AWS CDK Starterkit

Welcome to the starting line of your next AWS CDK project. This repository is crafted to supercharge your project's setup with AWS CDK TypeScript, projen, and GitHub actions, ensuring a smooth and efficient deployment to your AWS account.

Tip

AWS Done Right: Ship Faster, More Securely, at Lower Cost! Our AWS CDK Landing Zone Service helps B2B startups & enterprises achieve SOC 2 compliance 90% faster, reclaim 30% of developer capacity for product innovation while eliminating six-figure Cloud Engineering costs.

Discover how we deliver 10x AWS infrastructure value while cutting costs.
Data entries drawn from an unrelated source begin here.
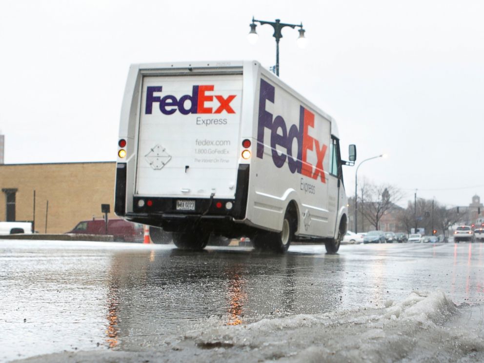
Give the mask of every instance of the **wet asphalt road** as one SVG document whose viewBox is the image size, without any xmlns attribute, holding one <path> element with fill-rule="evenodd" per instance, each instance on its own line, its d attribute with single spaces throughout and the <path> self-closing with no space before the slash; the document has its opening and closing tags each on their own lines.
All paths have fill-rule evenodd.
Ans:
<svg viewBox="0 0 484 363">
<path fill-rule="evenodd" d="M 213 320 L 383 306 L 413 290 L 484 302 L 484 244 L 173 245 L 0 240 L 0 361 L 64 350 L 156 350 Z"/>
</svg>

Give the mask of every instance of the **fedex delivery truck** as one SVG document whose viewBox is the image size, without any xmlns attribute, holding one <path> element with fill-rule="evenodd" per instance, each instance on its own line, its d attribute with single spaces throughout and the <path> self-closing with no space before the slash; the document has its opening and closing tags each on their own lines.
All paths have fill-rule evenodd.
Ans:
<svg viewBox="0 0 484 363">
<path fill-rule="evenodd" d="M 201 249 L 210 235 L 338 251 L 347 201 L 333 119 L 257 61 L 134 64 L 121 111 L 115 210 Z"/>
</svg>

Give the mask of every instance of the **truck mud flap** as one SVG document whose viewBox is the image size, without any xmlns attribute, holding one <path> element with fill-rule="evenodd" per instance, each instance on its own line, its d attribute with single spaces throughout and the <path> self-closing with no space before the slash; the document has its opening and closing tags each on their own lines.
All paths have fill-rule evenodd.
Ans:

☁️ Learn more how we help businesses succeed on AWS Cloud...

AWS promises simplicity but delivers complexity. Businesses struggle with security risks and compliance requirements that divert developers from core product work.

Without AWS expertise, you face vulnerabilities, technical debt, and market delays while competitors race ahead.

Traditional consultancies worsen this by prioritizing billable hours over outcomes.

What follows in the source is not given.